Gosto de imaginar que ilhas significam-se ― fazem-se dizer por signos ― mediante barcos que se aventuram nas águas que as separam, mas também as unem: as águas podem ser oceânicas ou simples veredas, salgadas ou doces, profundas, turbulentas e mais difíceis de navegar, ou arroios cristalinos que escorrem transparentes entre pedras e vegetação de grande frescor. Os barcos, as palavras. E tudo o mais que diz respeito à palavra afeto, no sentido de afetar, atravessar. Escrever e ler são pontas de ilhas que se fazem significar ― os trajetos dependem dos barcos, das ilhas, das águas que as separam. Este blog não pretende nada, exceto lançar barcos que eventualmente alcancem outras ilhas. Barquinhos de papel.


quarta-feira, 12 de dezembro de 2012

as margens da alegria (título de um conto de guimarães rosa)
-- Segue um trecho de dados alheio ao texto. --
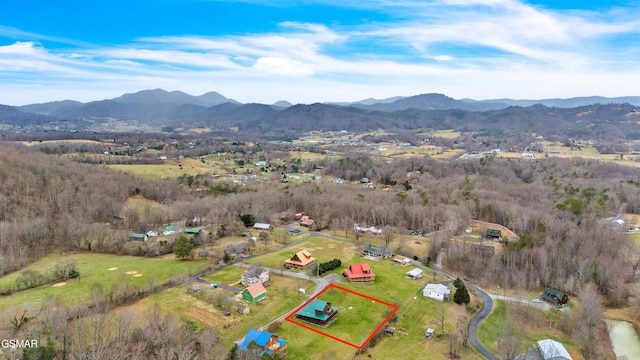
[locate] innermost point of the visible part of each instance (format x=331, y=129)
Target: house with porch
x=254, y=293
x=262, y=226
x=301, y=260
x=318, y=312
x=555, y=297
x=377, y=252
x=437, y=292
x=359, y=273
x=255, y=275
x=414, y=274
x=553, y=350
x=261, y=342
x=398, y=259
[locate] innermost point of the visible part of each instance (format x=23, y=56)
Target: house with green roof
x=555, y=297
x=318, y=312
x=170, y=230
x=192, y=231
x=139, y=237
x=254, y=293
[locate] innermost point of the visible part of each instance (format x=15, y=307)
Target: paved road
x=487, y=307
x=321, y=283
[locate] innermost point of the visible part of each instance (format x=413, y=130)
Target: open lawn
x=447, y=134
x=107, y=270
x=169, y=168
x=321, y=248
x=282, y=296
x=415, y=314
x=358, y=316
x=68, y=141
x=508, y=317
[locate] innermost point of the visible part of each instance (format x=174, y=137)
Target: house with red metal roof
x=359, y=273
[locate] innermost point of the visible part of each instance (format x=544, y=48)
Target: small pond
x=624, y=339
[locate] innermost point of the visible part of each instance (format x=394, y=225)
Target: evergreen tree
x=458, y=283
x=183, y=247
x=462, y=295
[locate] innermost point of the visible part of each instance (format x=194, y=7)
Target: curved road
x=323, y=282
x=487, y=307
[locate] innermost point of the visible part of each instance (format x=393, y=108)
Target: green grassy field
x=169, y=168
x=282, y=296
x=415, y=314
x=321, y=248
x=357, y=316
x=107, y=270
x=540, y=325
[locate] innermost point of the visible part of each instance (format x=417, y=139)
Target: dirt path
x=481, y=225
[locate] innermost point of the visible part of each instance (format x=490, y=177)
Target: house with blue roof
x=262, y=342
x=318, y=312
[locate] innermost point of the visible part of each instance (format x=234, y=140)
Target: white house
x=414, y=274
x=436, y=292
x=262, y=226
x=553, y=350
x=401, y=260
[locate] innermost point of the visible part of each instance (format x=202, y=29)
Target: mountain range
x=153, y=110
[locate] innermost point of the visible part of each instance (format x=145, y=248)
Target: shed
x=555, y=297
x=428, y=334
x=139, y=237
x=437, y=292
x=254, y=293
x=192, y=231
x=553, y=350
x=243, y=309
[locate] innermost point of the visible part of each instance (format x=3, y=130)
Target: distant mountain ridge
x=159, y=109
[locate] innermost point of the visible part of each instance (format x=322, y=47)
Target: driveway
x=234, y=290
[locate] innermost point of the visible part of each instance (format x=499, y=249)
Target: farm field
x=282, y=296
x=321, y=248
x=168, y=169
x=415, y=313
x=358, y=316
x=505, y=319
x=103, y=269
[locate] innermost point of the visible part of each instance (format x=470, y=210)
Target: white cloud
x=463, y=48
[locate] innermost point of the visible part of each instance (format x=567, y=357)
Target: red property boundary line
x=394, y=307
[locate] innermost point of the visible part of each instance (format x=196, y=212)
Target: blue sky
x=311, y=51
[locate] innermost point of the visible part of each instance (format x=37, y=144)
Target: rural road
x=323, y=282
x=487, y=307
x=320, y=282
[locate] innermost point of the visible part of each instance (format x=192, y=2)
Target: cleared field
x=321, y=248
x=169, y=168
x=447, y=134
x=357, y=317
x=540, y=325
x=70, y=141
x=415, y=314
x=107, y=270
x=282, y=296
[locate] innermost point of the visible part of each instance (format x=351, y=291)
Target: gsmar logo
x=17, y=343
Certo senso comum ― que se reproduz espantosamente no discurso dos profissionais da área da “psicologia” ― insiste na felicidade, sentimento tão improvável, pela constância que pressupõe da condição de ser feliz, ou seu contrário, quando os sinais estão invertidos. Certa feita um psicólogo me perguntou se eu desejava a felicidade, enquanto eu dizia a ele insistentemente que fora lá buscar menos que isso, bem menos, uma coisa pouco pretensiosa e no entanto mais difícil: paz. Mas ele não ouviu, felizmente ele não me ouviu, pois eu pude abandonar logo no início uma canoa furada fadada ao naufrágio. Em hipótese alguma queria saber o que vinha embrulhado no pacote de “felicidade” que ele me oferecia, certamente em troca de concessões impossíveis de minha parte. A proposta me pareceu por demais indecente, embora eu quisesse muito estar enganada. Pois hoje, indo para o trabalho e presenciando a mesma ladainha de sempre – trânsito caótico, a sensação de que a cidade está prestes a desintegrar e as pessoas de repente precipitarem-se no sem sentido da existência, certo desalento por ver os brasileiros tão mal cuidados, e não obstante mostrarem uma disposição notável em aceitar, desde que um mínimo esteja garantido ―, me ocorreu novamente, por contraste, a ideia da impossibilidade da felicidade enquanto o mundo for cruel com as pessoas. Felicidade não, impossível. Mas há um sentimento possível: a alegria, uma espécie de satisfação gratuita em poder viver, saber-se vivo.